View Full Version : Monsanto GMO Sugarbeets to be Destroyed | Court Concludes USDA Illegally Approved Bio

12-08-11, 11:36 AM
Mike Barrett
September 21, 2011

Nearly 1 year ago Monsanto’s genetically modified seeds were ordered to be removed from the soil. However, this was not the first ruling for Monsanto concerning their genetically modified seedlings. Monsanto was previously ordered to remove their seedlings after they were deemed illegal due to insufficient environmental review from the United States Department of Agriculture (USDA), but Monsanto took no action.

The seeds, which were to sprout into sugar beets, are genetically modified (GM) to withstand their very popular product, Roundup. What is Roundup? Roundup is an herbicide which has been one of the most popular herbicide products for decades. Unfortunately, creating harmful GM seeds and crops aren’t enough for Monsanto. They must also produce the most popular herbicide to spray on crops, further damaging those who consume the produce.

Read more: http://naturalsociety.com/monsanto-gmo-sugarbeets-to-be-destroyed-court-concludes-usda-illegally-approved-biotech-crop/

12-08-11, 01:19 PM
Early this year, a judge ruled in favor of Monsanto and allowed planting to continue to avert a sugar shortage. Then he was overruled, then a partial deregulation occurred. Anyway, the info in that article is not current. As of August 2011 they can be planted but with restrictions:

The solution announced Friday was an interim “partial deregulation” of the beets that will hold until the impact statement is done and a final decision made. The partial deregulation was requested by the two companies that developed the crop, Monsanto and KWS, a German seed company.

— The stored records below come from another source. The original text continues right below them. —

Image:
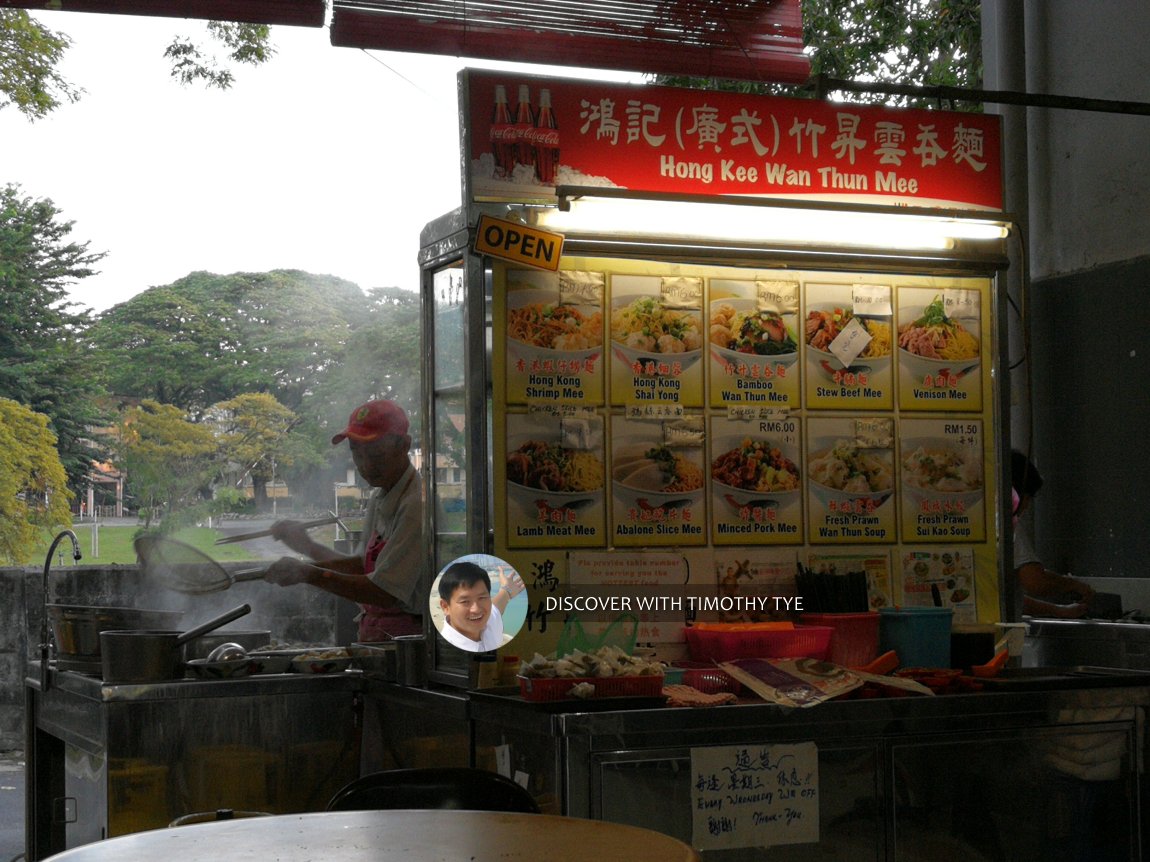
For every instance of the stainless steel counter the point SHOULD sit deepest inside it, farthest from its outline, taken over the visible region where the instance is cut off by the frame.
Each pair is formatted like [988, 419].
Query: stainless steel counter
[1065, 643]
[107, 760]
[901, 778]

Farmer-owned sugar processing companies will enter into compliance agreements with the government covering their growers. The agreements will spell out the measures that must be taken to prevent the genetically engineered traits from spreading. Farmers’ fields will be subject to inspection.

For seed production, growers will need permits and will be kept from growing such seeds within four miles of other sugar beet, table beet or chard seed fields.

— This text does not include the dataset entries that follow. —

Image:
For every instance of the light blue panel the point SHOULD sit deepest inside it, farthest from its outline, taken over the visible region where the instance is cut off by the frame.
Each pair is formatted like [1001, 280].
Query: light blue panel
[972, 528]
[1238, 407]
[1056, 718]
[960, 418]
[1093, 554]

Paul Achitoff, the lead counsel for the groups that sued the Agriculture Department, said the conditions imposed on the growers were no different from what was now done voluntarily and would not prevent the spread of the biotech trait.

“It’s just window dressing,” said Mr. Achitoff, who is with the group Earthjustice.

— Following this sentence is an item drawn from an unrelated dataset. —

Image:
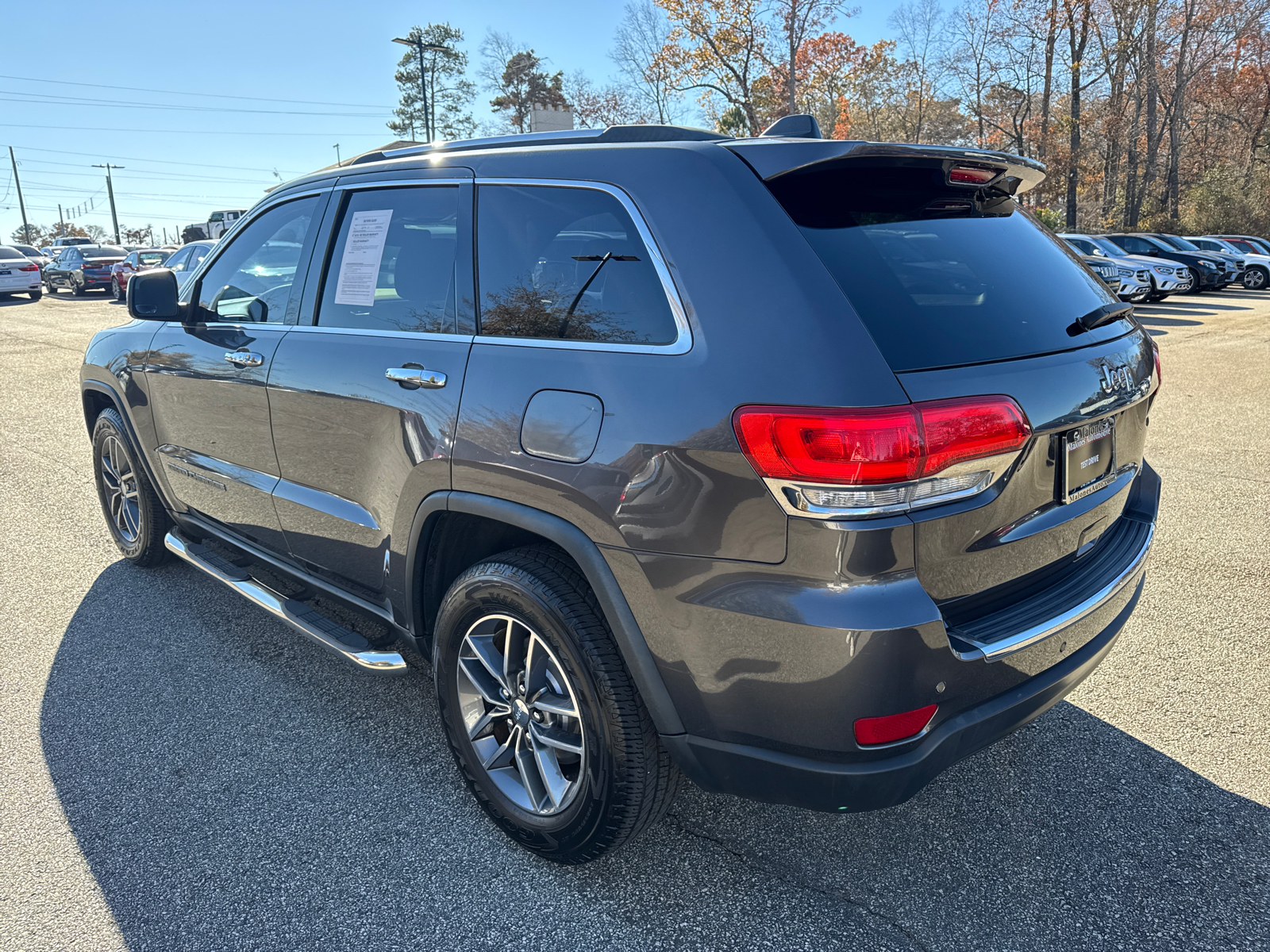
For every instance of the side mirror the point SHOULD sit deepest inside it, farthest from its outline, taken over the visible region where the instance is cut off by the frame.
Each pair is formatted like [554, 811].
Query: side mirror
[152, 296]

He said the groups would ask the court to block the Agriculture Department’s decision from being put into effect. One obstacle they could face, however, is that the Supreme Court, in a decision last year concerning genetically engineered alfalfa, said the Agriculture Department had the authority to grant partial deregulation.

12-08-11, 04:18 PM
I'm still not clear on whether a crop of GM sugar beets has ever been grown. I assume it was too late in the season for a crop this year. All I know for sure is that if I do buy something with a label on it, the label read "cane sugar." (Off hand I can't think of anything that applies to, but I've seen it).

12-08-11, 06:06 PM
@Islander: According to Michael Hansen, PhD, chief scientist at Consumer Union, 54 percent of U.S. sugar comes from sugar beets, and the rest from sugar cane. He says that 90 percent of the sugar beets out there are already GE, and the new approval, if not held back by litigation, will greatly increase GE sugar in the American food chain.http://www.rodale.com/genetically-engineered-sugar-beets-0

12-08-11, 06:32 PM
Throw into the mix the high usage of sugar cane for rum making, and then ask the percentage of the remainder of sugar from cane that actually is used in foods. At least I don't think that the "bright boys" have figured out a way to distill rum from beets!

12-08-11, 11:55 PM
Hmm. I wondered why that last bottle of Captain Morgan's tasted a little funny.